There’s more to Scotland than what you might gather from popular culture or from the movies (“Braveheart,” “Trainspotting,” “Rob Roy”). While filmgoers may already be familiar with some of Scotland’s iconic sites and attractions, thanks to the many films that have been shot here, nothing quite beats seeing it for yourself.
Once in the land of tartan, visitors will discover a region rich in culture and history and long on breathtaking scenery. With so much from which to choose, it can be hard to winnow down the must-sees on your next cruise or on a longer stay.
Here’s our list of the top six things to see and do in Scotland:
Royal Edinburgh Military Tattoo
Spend the day at Edinburgh’s iconic castle and then return that evening for the Royal Edinburgh Military Tattoo, one of Scotland’s greatest staged events. Thrill as the British Armed Forces, Commonwealth and military bands from around the world perform military tattoos with precision against a backdrop of lights and fireworks. The Tattoo performance takes place every weekday evening and twice on Saturdays throughout August as part of the Edinburgh International Festival and has never been canceled due to inclement weather.
Loch Ness cruise
Will you be the one lucky enough to spot this shy monster of the deep? Some cruise lines offer live sonar to improve the odds of spotting shy Nessie so choose wisely. Depending on your time frame, opt for a longer cruise that will include a stop at the 13th-century Urquhart Castle and a journey down the Caledonian Canal, a striking feat of early 19th-century engineering.
Stunning. Striking. Unforgettable. One visit to Scotland’s most picturesque glen and you will know why people have described it and the surrounding mountains in such grand terms. Depending on the season, Glencoe is a perfect place for long hikes (bring a jacket even in summer as it gets chilly) or a popular ski area.

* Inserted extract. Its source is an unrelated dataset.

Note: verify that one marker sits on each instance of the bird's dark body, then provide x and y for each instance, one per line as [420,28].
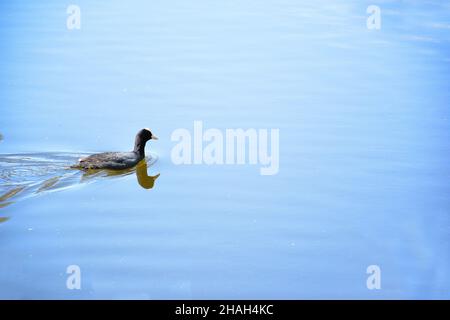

An arts festival like no other, the Edinburgh Fringe transforms the city for three weeks every August with hundreds of performers showcasing their theater, dance and musical talents. In 2016, the Fringe offered up 50,266 performances ranging from comedy and cabaret to children’s shows and spoken word and everything in between. Visitors to Edinburgh Fringe can expect to see performances from unknown artists as well as award-winning thespians and musicians.
Isle of Skye
Like much of Scotland’s countryside, the Isle of Skye can aptly be described as rugged, but this island epitomizes the Highlands and its majesty. This small island is home to rugged mountains, soft beaches, bright green hillsides and Dunvegan Castle and Gardens, the oldest continuously inhabited castle in Scotland. While here take a tour of the Talisker Whiskey Distillery and then head off to Fairy Glen to catch a glimpse of these magical creatures. Depending on how long you spent at the distillery, we bet you’ll see one!
Kelvingrove Art Gallery & Museum
One of Scotland’s most popular (and free) attractions, this Glasgow museum boasts an impressive collection of art, historical artifacts and natural history. Thanks to a recent refurbishment that has allowed it to house approximately 8,000 works of international significance, it is worthy of a full day’s exploration. It’s truly fun for all ages.